Airport testing scheme

The Government seems to have finally acknowledged a requirement for a Covid-19 airport testing scheme after strong representations by the air travel industry.  As things stand passengers will have to pay for their own tests with a price suggested of £150.

Transport Secretary Grant Shapps said in Parliament last week that an interdepartmental Global Travel Taskforce is being created and will report back by early November.

Currently anyone arriving to the UK from abroad must self-isolate for two weeks, unless they have come from an exempt destination.

The parliamentary statement has hardly been met with enthusiasm by the industry and Mr Shapps can expect a hostile reaction when he speaks privately to ABTA on Tuesday and followed by the Airlines 2050 symposium next week.  

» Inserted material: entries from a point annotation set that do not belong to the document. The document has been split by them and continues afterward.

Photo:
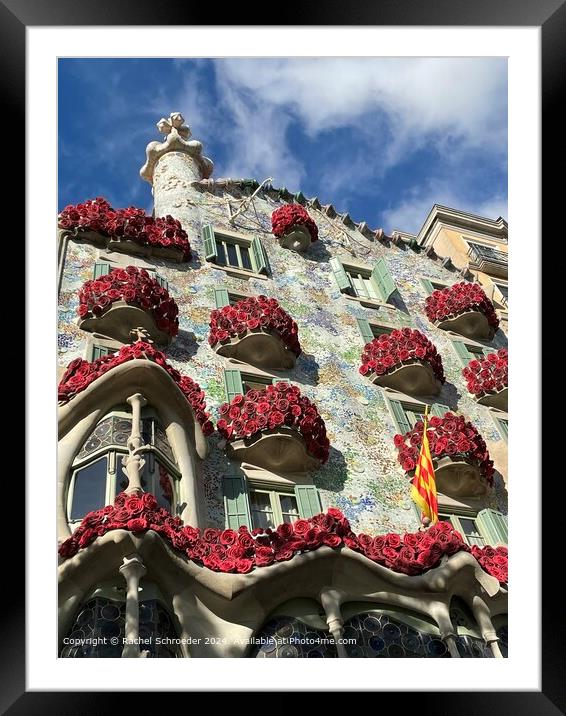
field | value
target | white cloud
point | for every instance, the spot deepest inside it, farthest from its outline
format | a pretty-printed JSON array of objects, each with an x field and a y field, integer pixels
[{"x": 412, "y": 210}]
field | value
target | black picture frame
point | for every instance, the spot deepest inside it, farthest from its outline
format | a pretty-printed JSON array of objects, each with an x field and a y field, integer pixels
[{"x": 550, "y": 16}]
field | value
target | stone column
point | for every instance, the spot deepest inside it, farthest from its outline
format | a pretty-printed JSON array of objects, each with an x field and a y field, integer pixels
[
  {"x": 331, "y": 600},
  {"x": 133, "y": 462},
  {"x": 171, "y": 168},
  {"x": 133, "y": 570}
]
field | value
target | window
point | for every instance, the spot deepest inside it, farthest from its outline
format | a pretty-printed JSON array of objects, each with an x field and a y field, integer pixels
[
  {"x": 234, "y": 251},
  {"x": 430, "y": 286},
  {"x": 407, "y": 413},
  {"x": 467, "y": 527},
  {"x": 501, "y": 421},
  {"x": 97, "y": 351},
  {"x": 502, "y": 291},
  {"x": 486, "y": 527},
  {"x": 270, "y": 508},
  {"x": 370, "y": 330},
  {"x": 237, "y": 382},
  {"x": 364, "y": 283},
  {"x": 227, "y": 297},
  {"x": 467, "y": 351},
  {"x": 97, "y": 476},
  {"x": 265, "y": 504},
  {"x": 102, "y": 617}
]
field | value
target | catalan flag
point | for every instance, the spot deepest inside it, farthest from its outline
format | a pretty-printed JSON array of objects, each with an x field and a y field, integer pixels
[{"x": 423, "y": 486}]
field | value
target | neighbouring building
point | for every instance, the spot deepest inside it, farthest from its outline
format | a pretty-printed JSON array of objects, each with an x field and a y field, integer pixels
[{"x": 243, "y": 380}]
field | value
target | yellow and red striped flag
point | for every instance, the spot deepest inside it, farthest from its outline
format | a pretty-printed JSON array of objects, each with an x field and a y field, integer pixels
[{"x": 423, "y": 485}]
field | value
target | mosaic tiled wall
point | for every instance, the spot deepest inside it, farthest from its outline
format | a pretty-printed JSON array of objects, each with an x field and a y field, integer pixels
[{"x": 362, "y": 476}]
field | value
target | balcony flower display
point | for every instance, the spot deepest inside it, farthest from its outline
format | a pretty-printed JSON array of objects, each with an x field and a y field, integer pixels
[
  {"x": 244, "y": 550},
  {"x": 255, "y": 330},
  {"x": 463, "y": 308},
  {"x": 81, "y": 373},
  {"x": 125, "y": 289},
  {"x": 404, "y": 360},
  {"x": 487, "y": 378},
  {"x": 275, "y": 427},
  {"x": 461, "y": 459},
  {"x": 163, "y": 235},
  {"x": 293, "y": 226}
]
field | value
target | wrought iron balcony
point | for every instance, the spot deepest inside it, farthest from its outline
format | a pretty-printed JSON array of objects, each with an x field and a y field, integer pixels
[{"x": 488, "y": 259}]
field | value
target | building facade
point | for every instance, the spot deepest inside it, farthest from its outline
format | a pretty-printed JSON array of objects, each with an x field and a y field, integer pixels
[{"x": 276, "y": 520}]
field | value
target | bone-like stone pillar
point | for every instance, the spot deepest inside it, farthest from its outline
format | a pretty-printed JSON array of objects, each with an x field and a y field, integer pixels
[
  {"x": 133, "y": 570},
  {"x": 171, "y": 167}
]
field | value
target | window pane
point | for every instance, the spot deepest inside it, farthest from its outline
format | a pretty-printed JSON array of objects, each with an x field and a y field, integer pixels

There has been a chorus of criticism.

Many of the industry’s leading figures have pleaded for the taskforce to bring in changes – rather than just recommendations – within weeks.  BTN (and the media in general) has been inundated with statements, with BALPA perhaps the most outspoken.  “(The) UK aviation is in a death spiral and this is a disaster for the whole economy.”

A spokeswoman for British Airways, struggling with massive losses and ‘now with only 30,000 mouths to feed’ summed it up: "Although every step to improve the current situation is welcome, we do not believe quarantine is the solution. The best way to reassure people is to introduce a reliable and affordable test before flying."

Karen Dee, Chief Executive of the Airport Operators Association – the trade association for the major UK airports – said: "We believe that from a health perspective a testing regime can be far preferable to just relying on quarantine."

And a Virgin Atlantic spokesperson added: "Removing quarantine is the only way to truly open up the skies and enable the UK's economic recovery to take off."

Clive Wratten, CEO of the Business Travel Association (BTA), was vociferous: “Today’s announcement of a taskforce charged with looking at a testing model for international travel is long overdue. The BTA has been calling for months for airport testing to be introduced.

Testing trials in other markets have demonstrated high levels of accuracy and effectiveness. The British travel industry will only survive if the taskforce acts swiftly. It must take concrete action to introduce testing in weeks, not months.”

Airlines UK pointed out that an idea known as "pre-departure testing" was becoming the "international norm" and should be adopted in the UK too "as soon as practically possible."

The London City Airport boss Robert Sinclair was positive; "(The) New Taskforce can give business air travel a much needed shot in the arm.”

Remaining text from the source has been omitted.